Kyle Busch Slow and Steady Gets a Top-10

Kyle Busch Slow and Steady Gets a Top-10 Getty Images

Patience persevered for Kyle Busch in the Coca-Cola 600 NASCAR Sprint Cup Series race Sunday night at Charlotte (N.C.) Motor Speedway. After starting last in the field, the driver of the No. 18 M&M’s Toyota Camry for Joe Gibbs Racing (JGR) battled back from a lap down to finish ninth, earning his 13th top-10 effort in 21 career starts at the 1.5-mile oval.

“The extra 100 miles definitely helped us tonight,” Busch said. “We got a lap down early, finally put ourselves in position to get back on the lead lap, but it was just a challenge with the M&M’s Camry tonight. We want to win, and it’s hard to be disappointed with a top-10 after the weekend we’ve had.”

Busch qualified seventh for the Sunday night marathon but had to start at the tail end of the field after an accident during final practice on Saturday afternoon forced the team to the backup car. Knowing he had 600 miles to overcome the deficit, Busch exercised textbook patience during the early stages of the race, climbing to 32nd by lap 10 and 25th by lap 30.

While the Las Vegas-native was exercising a little fortitude, however, the race leaders were anything but patient, lapping the field early and often with no cautions to slow the race pace during the first 100-plus circuits around the track. The No. 18 M&M’s Camry fell victim to the early race speed on lap 69, going a lap down to the leaders. Although he was down Busch soldiered on, providing feedback to the team in the hopes of improving the car’s handling, which at the time was operating on the loose side.

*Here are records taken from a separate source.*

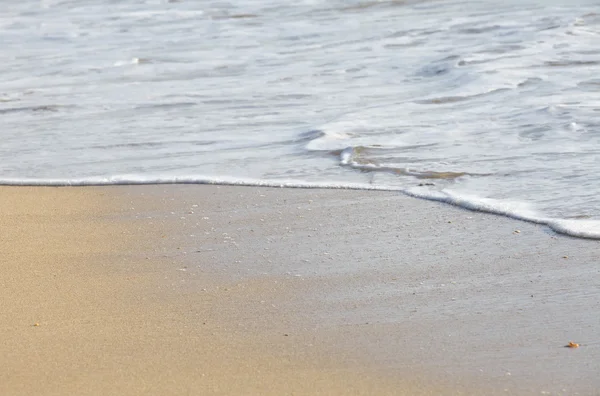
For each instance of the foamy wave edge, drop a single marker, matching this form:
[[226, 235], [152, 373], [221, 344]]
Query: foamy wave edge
[[589, 229]]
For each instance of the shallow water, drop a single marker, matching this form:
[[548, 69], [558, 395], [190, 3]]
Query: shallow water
[[485, 105]]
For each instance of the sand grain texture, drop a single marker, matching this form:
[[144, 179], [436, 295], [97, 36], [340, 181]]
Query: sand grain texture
[[238, 290]]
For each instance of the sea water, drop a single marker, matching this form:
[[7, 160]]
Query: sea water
[[493, 106]]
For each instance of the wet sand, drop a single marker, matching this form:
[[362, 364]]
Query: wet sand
[[240, 290]]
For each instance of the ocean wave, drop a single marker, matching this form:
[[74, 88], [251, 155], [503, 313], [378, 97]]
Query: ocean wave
[[589, 229]]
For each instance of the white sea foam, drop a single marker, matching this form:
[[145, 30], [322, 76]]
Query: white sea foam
[[516, 210], [471, 100]]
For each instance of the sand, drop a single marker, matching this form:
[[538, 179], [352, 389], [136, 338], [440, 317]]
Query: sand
[[240, 290]]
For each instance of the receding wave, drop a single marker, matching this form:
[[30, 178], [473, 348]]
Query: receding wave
[[351, 157], [589, 229]]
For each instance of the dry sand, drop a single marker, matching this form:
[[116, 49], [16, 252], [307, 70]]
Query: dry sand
[[237, 290]]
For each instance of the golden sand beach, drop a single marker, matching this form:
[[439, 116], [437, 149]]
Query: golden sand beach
[[206, 290]]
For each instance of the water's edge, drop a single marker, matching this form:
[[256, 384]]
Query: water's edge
[[587, 229]]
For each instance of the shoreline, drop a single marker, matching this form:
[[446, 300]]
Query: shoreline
[[316, 291], [572, 227]]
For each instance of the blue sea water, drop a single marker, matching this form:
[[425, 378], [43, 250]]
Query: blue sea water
[[491, 106]]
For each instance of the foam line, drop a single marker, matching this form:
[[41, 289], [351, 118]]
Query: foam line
[[589, 229]]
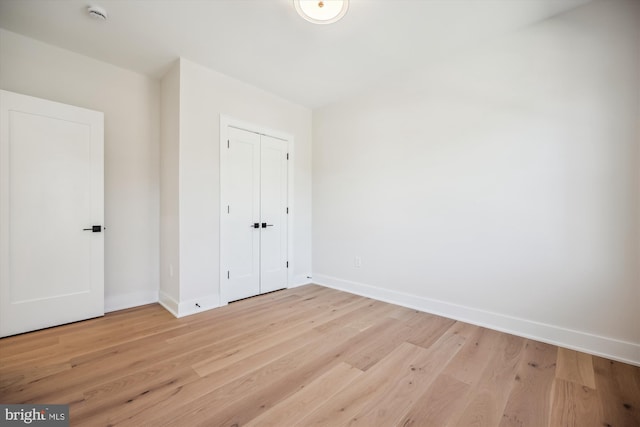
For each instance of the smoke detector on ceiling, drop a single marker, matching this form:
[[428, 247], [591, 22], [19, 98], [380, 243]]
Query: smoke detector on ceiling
[[97, 12]]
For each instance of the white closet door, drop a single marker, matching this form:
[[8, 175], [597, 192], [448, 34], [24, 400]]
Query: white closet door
[[253, 231], [242, 230], [51, 190], [273, 208]]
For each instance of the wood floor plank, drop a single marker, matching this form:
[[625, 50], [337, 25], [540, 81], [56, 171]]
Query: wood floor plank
[[618, 387], [576, 367], [440, 402], [310, 356], [402, 394], [489, 396], [574, 405], [470, 362], [341, 409], [529, 402], [309, 398]]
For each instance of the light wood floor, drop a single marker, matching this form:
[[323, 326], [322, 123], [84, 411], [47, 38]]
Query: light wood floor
[[311, 356]]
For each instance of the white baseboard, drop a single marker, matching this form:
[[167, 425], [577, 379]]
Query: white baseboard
[[622, 351], [300, 280], [129, 300], [186, 308]]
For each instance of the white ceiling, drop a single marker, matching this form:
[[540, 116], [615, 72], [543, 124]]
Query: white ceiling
[[266, 44]]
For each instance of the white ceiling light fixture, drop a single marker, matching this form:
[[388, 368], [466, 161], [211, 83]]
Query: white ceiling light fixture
[[97, 12], [321, 12]]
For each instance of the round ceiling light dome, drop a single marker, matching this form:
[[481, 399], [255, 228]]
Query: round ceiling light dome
[[321, 12]]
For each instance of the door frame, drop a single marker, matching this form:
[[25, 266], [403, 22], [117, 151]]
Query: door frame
[[228, 121]]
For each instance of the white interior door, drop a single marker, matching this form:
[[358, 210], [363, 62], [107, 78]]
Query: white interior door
[[273, 214], [51, 190], [243, 215], [254, 214]]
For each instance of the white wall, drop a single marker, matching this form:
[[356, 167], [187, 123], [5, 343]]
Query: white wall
[[204, 95], [169, 179], [130, 104], [499, 187]]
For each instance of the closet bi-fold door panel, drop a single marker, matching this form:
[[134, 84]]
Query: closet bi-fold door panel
[[273, 213], [254, 226]]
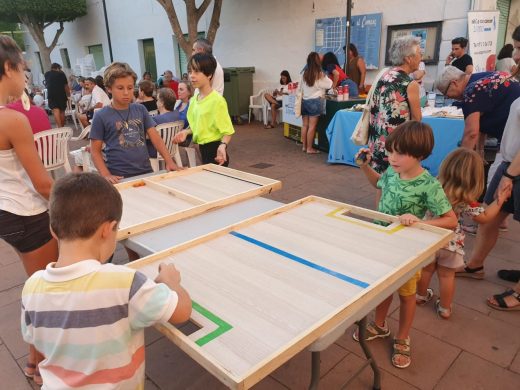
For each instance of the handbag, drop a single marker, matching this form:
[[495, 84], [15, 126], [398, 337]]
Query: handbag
[[298, 100], [360, 133]]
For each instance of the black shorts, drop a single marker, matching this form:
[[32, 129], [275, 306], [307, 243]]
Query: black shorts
[[25, 233], [512, 206]]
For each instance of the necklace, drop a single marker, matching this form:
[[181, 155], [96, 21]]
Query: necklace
[[125, 121]]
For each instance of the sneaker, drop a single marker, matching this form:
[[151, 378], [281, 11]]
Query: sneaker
[[373, 332]]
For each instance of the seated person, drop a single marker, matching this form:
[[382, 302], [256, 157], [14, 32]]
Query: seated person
[[145, 96], [97, 99], [275, 100], [103, 308], [331, 67], [165, 105]]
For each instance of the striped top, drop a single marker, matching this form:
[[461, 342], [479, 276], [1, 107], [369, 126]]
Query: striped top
[[88, 320]]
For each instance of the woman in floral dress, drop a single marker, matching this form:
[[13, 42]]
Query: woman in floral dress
[[396, 98]]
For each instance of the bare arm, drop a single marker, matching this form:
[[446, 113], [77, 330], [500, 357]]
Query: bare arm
[[414, 101], [20, 136], [471, 131], [158, 143]]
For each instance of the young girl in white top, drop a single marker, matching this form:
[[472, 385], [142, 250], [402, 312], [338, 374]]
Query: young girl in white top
[[24, 183], [462, 178], [314, 85]]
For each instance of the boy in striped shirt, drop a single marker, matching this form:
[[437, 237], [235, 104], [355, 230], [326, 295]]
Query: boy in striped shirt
[[85, 316]]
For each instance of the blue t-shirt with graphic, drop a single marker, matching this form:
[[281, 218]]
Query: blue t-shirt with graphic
[[124, 135]]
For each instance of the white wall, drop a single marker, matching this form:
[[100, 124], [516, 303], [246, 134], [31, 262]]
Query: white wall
[[270, 35]]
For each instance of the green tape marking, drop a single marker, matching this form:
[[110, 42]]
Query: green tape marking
[[222, 326]]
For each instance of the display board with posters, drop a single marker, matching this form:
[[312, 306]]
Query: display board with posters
[[365, 33], [483, 32], [429, 33]]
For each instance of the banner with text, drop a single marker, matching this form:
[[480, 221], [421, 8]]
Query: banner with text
[[482, 34]]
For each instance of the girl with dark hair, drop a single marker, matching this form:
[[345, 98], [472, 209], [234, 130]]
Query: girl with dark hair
[[505, 62], [332, 69], [356, 68], [275, 99], [24, 182], [314, 85]]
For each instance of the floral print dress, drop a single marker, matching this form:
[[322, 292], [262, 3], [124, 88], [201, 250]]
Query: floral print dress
[[388, 109]]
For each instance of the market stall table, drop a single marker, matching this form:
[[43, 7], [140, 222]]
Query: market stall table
[[447, 133]]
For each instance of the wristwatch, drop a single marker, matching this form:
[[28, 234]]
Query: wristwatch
[[509, 176]]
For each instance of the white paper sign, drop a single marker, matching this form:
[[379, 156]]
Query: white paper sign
[[483, 31]]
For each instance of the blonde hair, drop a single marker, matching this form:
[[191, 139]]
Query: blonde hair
[[462, 176], [117, 70]]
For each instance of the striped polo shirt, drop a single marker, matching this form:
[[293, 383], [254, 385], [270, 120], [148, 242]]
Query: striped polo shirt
[[88, 320]]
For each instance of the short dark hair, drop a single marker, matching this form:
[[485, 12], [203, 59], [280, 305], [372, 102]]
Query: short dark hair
[[205, 45], [117, 70], [147, 87], [167, 97], [80, 203], [202, 62], [10, 53], [287, 75], [463, 42], [412, 138]]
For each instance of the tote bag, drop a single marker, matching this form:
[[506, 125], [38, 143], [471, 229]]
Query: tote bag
[[360, 133]]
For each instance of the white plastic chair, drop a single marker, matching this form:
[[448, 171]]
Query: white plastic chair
[[257, 102], [167, 132], [69, 111], [52, 146]]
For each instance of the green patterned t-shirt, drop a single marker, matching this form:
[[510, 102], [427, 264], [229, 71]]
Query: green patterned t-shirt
[[414, 196]]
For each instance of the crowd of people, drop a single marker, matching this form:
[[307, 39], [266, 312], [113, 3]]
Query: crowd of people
[[123, 138]]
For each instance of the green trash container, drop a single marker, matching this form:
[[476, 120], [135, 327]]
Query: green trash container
[[238, 87]]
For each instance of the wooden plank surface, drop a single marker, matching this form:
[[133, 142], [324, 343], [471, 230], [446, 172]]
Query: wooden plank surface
[[154, 201], [277, 282]]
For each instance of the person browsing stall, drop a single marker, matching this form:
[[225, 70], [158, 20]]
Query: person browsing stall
[[208, 114], [88, 317], [123, 126]]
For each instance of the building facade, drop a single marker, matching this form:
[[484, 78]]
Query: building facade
[[270, 35]]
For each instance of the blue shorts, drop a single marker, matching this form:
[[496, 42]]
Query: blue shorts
[[312, 107], [512, 206]]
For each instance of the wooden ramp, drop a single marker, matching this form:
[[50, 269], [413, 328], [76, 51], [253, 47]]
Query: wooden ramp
[[267, 287], [161, 199]]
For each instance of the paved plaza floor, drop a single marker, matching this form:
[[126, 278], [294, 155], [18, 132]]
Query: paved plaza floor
[[478, 348]]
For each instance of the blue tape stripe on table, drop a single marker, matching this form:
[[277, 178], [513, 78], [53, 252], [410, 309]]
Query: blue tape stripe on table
[[447, 133]]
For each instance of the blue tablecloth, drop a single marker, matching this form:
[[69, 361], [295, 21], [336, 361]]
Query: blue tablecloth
[[447, 134]]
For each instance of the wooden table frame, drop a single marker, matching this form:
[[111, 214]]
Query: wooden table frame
[[353, 311], [265, 186]]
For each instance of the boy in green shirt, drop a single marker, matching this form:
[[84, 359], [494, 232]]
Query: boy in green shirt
[[408, 191], [208, 114]]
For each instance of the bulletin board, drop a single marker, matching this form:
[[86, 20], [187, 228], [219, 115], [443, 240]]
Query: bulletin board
[[429, 33]]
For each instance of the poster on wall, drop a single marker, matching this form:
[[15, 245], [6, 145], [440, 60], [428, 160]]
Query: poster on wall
[[482, 33], [365, 31]]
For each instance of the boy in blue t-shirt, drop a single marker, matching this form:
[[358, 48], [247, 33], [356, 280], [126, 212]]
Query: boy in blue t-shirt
[[123, 127], [408, 191]]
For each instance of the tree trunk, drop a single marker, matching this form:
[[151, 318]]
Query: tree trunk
[[193, 15]]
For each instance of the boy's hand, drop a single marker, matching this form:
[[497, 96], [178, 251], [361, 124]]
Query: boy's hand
[[363, 157], [113, 179], [408, 219], [168, 275], [221, 154], [180, 137]]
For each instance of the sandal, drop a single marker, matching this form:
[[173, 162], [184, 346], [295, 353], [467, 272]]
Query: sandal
[[424, 299], [373, 332], [473, 273], [502, 304], [442, 312], [29, 369], [401, 348]]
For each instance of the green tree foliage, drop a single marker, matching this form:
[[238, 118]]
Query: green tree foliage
[[37, 15]]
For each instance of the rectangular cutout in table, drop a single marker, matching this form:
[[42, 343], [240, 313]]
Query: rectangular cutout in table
[[161, 199], [267, 287]]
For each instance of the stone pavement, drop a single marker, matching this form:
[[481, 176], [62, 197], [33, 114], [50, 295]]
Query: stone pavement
[[478, 348]]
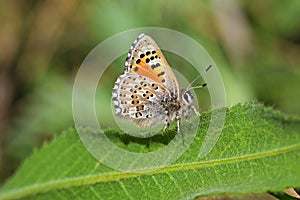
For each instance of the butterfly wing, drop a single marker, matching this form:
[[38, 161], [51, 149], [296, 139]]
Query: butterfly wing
[[145, 58], [139, 98]]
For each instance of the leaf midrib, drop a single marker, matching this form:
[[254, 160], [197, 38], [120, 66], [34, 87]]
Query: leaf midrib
[[92, 179]]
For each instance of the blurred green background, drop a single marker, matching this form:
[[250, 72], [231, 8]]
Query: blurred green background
[[255, 44]]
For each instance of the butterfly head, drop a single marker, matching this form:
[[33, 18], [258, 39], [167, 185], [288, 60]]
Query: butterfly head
[[187, 97]]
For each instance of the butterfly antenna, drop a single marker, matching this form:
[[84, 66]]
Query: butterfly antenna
[[200, 75]]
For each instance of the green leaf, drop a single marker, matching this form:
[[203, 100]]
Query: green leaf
[[258, 151]]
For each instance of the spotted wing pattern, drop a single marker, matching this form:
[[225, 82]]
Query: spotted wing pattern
[[138, 98], [146, 59]]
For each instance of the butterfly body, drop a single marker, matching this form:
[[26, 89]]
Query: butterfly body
[[148, 92]]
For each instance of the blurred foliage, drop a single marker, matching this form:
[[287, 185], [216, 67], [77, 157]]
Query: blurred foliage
[[255, 44]]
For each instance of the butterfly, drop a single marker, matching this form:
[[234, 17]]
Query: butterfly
[[148, 92]]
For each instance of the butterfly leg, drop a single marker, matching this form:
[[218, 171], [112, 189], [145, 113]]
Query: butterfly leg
[[167, 124]]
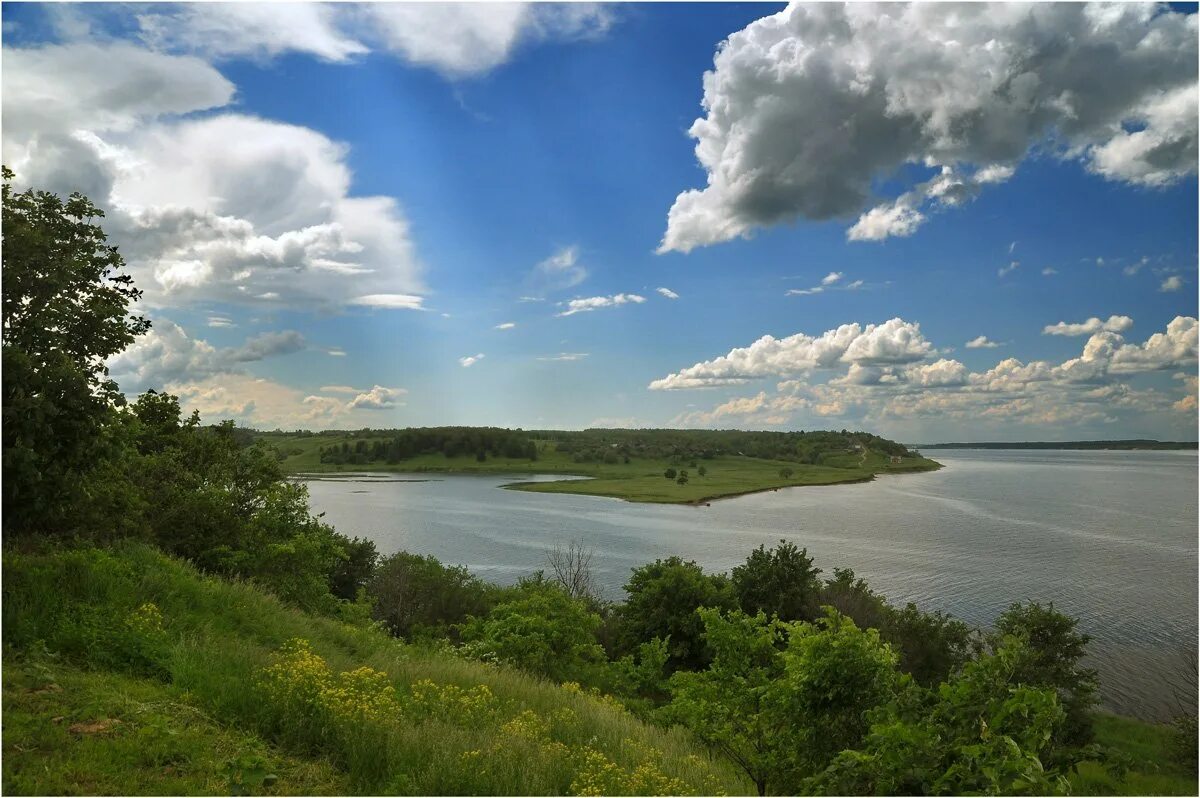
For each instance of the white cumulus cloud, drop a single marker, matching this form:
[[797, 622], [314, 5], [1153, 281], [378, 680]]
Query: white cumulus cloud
[[595, 303], [217, 208], [894, 342], [807, 109], [1114, 324]]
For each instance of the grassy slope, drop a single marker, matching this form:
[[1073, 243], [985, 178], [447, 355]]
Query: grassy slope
[[641, 480], [179, 727], [1152, 772], [180, 730]]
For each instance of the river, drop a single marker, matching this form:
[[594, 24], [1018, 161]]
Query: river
[[1108, 537]]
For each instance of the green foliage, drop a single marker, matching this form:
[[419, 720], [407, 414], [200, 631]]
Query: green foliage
[[931, 645], [853, 598], [460, 727], [981, 733], [1185, 742], [780, 582], [65, 310], [663, 598], [354, 573], [726, 706], [1053, 660], [540, 629], [419, 597], [783, 712]]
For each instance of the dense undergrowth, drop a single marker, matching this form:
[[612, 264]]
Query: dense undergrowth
[[215, 683], [129, 672]]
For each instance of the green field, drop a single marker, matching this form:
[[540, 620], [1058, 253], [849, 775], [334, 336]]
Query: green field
[[640, 480], [91, 706], [96, 702], [1152, 772]]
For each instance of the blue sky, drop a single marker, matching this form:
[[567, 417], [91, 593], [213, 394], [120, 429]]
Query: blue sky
[[331, 210]]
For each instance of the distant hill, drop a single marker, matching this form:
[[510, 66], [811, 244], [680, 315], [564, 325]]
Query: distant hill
[[1068, 444]]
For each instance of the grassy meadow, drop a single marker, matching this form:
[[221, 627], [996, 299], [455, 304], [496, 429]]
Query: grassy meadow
[[639, 480], [127, 672]]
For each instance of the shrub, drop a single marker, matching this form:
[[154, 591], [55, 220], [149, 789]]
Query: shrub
[[418, 595], [543, 630]]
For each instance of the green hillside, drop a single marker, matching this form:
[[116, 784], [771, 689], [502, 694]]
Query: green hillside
[[127, 672], [630, 465]]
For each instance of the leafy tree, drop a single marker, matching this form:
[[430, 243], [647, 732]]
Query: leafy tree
[[853, 598], [418, 595], [543, 630], [1053, 659], [645, 675], [780, 700], [984, 732], [931, 645], [354, 571], [663, 598], [834, 673], [571, 569], [65, 300], [780, 582], [727, 705]]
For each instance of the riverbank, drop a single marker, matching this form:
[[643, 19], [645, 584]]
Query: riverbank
[[640, 479], [135, 679]]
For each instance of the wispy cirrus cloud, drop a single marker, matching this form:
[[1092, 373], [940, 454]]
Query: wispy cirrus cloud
[[598, 303]]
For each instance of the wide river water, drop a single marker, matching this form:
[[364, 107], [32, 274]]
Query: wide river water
[[1108, 537]]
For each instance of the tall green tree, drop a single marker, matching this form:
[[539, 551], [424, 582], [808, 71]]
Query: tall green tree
[[781, 581], [982, 733], [65, 299], [1053, 659], [663, 599], [781, 700]]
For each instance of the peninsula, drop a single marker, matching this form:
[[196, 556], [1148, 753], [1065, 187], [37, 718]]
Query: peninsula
[[658, 466]]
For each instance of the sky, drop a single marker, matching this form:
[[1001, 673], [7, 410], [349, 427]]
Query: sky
[[933, 222]]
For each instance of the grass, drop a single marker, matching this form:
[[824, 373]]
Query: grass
[[186, 682], [1152, 771], [59, 739], [105, 696], [640, 480]]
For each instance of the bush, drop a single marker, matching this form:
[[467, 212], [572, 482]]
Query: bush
[[1051, 659], [419, 597], [780, 582], [543, 630], [663, 598]]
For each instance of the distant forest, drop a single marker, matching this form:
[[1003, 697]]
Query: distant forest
[[1069, 444], [594, 445]]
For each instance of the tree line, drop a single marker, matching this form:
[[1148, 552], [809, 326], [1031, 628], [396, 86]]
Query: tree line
[[451, 442]]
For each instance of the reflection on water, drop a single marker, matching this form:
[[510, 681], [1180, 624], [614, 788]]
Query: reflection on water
[[1109, 537]]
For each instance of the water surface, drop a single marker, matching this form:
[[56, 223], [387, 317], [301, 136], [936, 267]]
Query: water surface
[[1109, 537]]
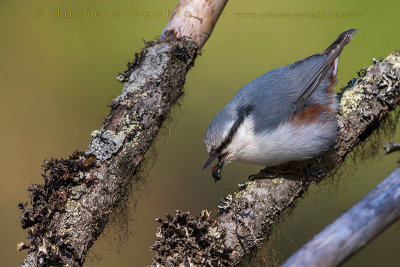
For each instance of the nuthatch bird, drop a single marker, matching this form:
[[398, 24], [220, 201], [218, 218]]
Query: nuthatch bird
[[287, 114]]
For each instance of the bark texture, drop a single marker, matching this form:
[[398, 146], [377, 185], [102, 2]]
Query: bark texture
[[246, 215], [69, 211], [354, 229]]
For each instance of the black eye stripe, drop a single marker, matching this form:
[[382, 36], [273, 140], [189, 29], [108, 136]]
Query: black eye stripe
[[243, 112]]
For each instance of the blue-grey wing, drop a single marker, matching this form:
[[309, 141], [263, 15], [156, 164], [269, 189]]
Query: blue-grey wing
[[278, 94]]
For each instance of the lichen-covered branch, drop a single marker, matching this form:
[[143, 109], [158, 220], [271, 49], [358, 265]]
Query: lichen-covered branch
[[354, 229], [69, 211], [247, 215]]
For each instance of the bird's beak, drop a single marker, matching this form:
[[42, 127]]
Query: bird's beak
[[209, 161]]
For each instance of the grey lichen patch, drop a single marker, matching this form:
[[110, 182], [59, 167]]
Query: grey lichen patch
[[104, 144], [152, 68], [380, 79], [184, 240]]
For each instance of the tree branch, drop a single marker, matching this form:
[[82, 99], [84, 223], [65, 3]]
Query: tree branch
[[354, 229], [247, 215], [69, 211]]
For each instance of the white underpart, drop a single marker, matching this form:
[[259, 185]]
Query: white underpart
[[287, 143]]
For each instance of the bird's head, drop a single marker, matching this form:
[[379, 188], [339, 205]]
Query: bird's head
[[219, 136]]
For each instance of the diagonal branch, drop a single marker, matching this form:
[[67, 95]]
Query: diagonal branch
[[247, 215], [70, 210]]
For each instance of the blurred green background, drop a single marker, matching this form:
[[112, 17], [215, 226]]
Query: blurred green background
[[58, 76]]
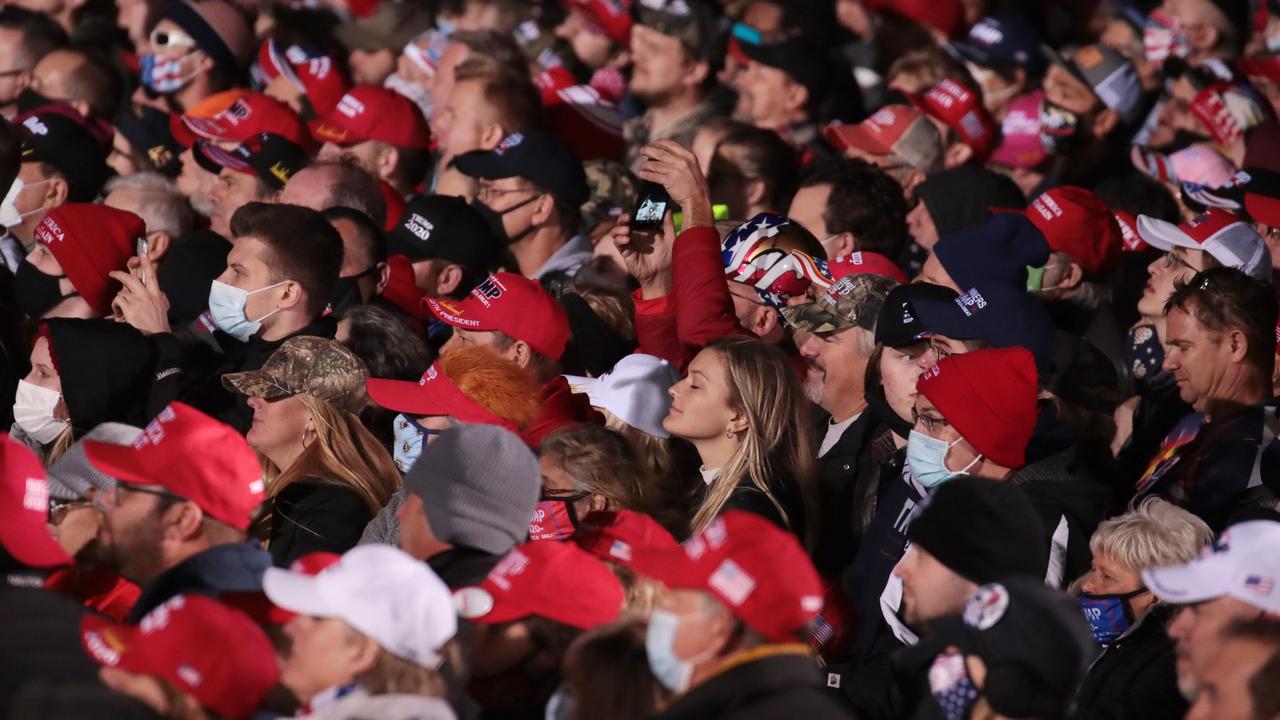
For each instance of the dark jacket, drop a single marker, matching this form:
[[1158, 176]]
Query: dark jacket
[[315, 516], [1136, 677], [772, 682], [220, 569]]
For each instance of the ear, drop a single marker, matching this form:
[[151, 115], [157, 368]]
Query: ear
[[158, 242], [449, 279], [387, 162], [1106, 122], [958, 154]]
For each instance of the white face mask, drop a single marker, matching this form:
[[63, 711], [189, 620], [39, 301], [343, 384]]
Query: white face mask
[[33, 413]]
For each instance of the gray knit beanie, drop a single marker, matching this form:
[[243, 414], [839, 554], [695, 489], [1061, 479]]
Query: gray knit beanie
[[479, 486]]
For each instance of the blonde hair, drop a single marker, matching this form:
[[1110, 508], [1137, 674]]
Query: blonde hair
[[343, 454], [777, 440], [1151, 534]]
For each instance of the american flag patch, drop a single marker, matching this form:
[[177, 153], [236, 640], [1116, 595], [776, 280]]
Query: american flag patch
[[1258, 584], [732, 583]]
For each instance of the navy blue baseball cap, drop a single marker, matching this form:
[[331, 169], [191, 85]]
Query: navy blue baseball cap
[[535, 156], [1002, 41], [1000, 317]]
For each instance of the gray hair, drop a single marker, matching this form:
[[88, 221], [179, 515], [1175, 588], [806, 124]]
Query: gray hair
[[160, 205], [1153, 533]]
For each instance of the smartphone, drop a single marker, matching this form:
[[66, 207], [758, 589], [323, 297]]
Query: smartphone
[[652, 206]]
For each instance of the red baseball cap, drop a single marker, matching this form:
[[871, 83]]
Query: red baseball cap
[[24, 509], [961, 110], [609, 17], [204, 648], [368, 113], [617, 534], [755, 568], [90, 241], [193, 456], [513, 305], [310, 69], [1077, 223], [988, 396], [432, 395], [246, 117], [894, 130], [557, 580], [864, 263]]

The team caught its lucky break when the third caution of the race was displayed on lap 163 with Busch in position to be awarded the “Lucky Dog,” placing him back on the lead lap. He restarted the race in 17th-place, but despite numerous attempts with subtle adjustments to provide more grip on the No. 18 Toyota, the handling on the car continued to trend toward the loose side. It was a chronic condition that, other than one brief run in which the car wouldn’t turn in the center of the turns, plagued Busch through the entire race.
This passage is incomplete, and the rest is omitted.